|Korda of the United States celebrates winning Women's Australian Open after a rollercoaster final day [GALLO/GETTY]
American teenager Jessica Korda won the Women's Australian Open on Sunday for her first LPGA Tour title, holing a
25-foot birdie putt on the second hole of a six-player playoff.
The 18-year-old Korda completed a two-sport, father-daughter Australian double with the breakthrough victory in the LPGA Tour opener. Petr Korda won the 1998 Australian Open tennis tournament, also in Melbourne.
"When we spoke on Monday, Dad said Melbourne had been good to him,'' she said.
"As I was walking around here, there was a Melbourne sign on every green. It made me smile because it reminds me of the good times.''
"As I was walking around here, there was a Melbourne sign on every green. It made me smile because it reminds me of the good times"
Korda closed with a 1-over 74 to finish at 3-under 289 in the first women's professional event at Royal Melbourne, the historic sand-belt layout that was the site of the 2011 Presidents Cup.
Stacy Lewis, Brittany Lincicome, Julieta Granada, So Yeon Ryu and Hee Kyung Seo also were in the playoff, playing in threesomes on the par-4 18th.
All six players made par on the first extra hole. On the second, Lewis, Lincicome, Granada and Seo made par and Ryu had a bogey.
Ryu and Seo, playing ahead of Korda and Nikki Campbell in the second-to-last group, topped the leaderboard at 4 under going into the final hole of regulation, but both closed with bogeys to shoot 73.
Lewis finished with a 70, and Lincicome and Granada shot 71.
Playing in the first playoff threesome, Lincicome had a good chance to win on the first extra hole, but her 6-foot birdie try circled the cup and stayed out. She missed a 15-foot birdie try on the second extra hole.
After Korda made her birdie putt in the second group on the second playoff hole, Granada missed a 12-footer that would have sent the two back to the 18th tee.
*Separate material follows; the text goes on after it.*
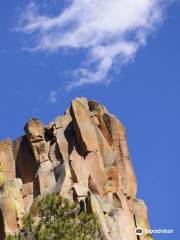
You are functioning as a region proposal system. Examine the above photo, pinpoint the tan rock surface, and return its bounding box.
[0,98,150,240]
Korda, making her 16th start as an LPGA Tour member, began the round with a one-stroke lead and was two ahead at 7 under after birdieing three of the first eight holes.
She had a double bogey on No. 9, bogeyed 10, birdied 11, and bogeyed Nos. 14-16 to drop to 2 under, then rallied with a birdie on the par-5 17th and parred the 18th to get the final spot in the playoff.
She made no mistake on the winning putt.
"I knew the line and I knew the speed and all I had to do was just hit it"
"I was really calm. I knew what the putt did because I had it before and it didn't move,'' she said.
"I knew the line and I knew the speed and all I had to do was just hit it.''
She said her father's reaction was that "he was so proud of me... and we'll talk about the three-putts after.''
Projected to jump from 285th to 30th in the world ranking, she became the sixth youngest winner in LPGA Tour history and the fourth youngest to win a 72-hole event.
Jenny Shin finished a stroke out of the playoff at 2 under after a 70. Top-ranked Yani Tseng, the winner the last two years at Commonwealth Golf Club, was 1 under after a 74. The Taiwanese star couldn't recover from a three-hole stretch Friday in her second-round 76 when she dropped six strokes with a quadruple-bogey 8 and two bogeys. She had a triple-bogey 7 on Sunday on the par-4 fourth.
Korda earned $165,000. The five playoff losers each received $63,784. The scoring average Sunday was 74.92 and the four-round total was 76.492 on the tough par-73 Royal Melbourne layout.
The LPGA Tour will be in Asia the next two weeks for the LPGA Thailand and HSBC Women's Champions in Singapore.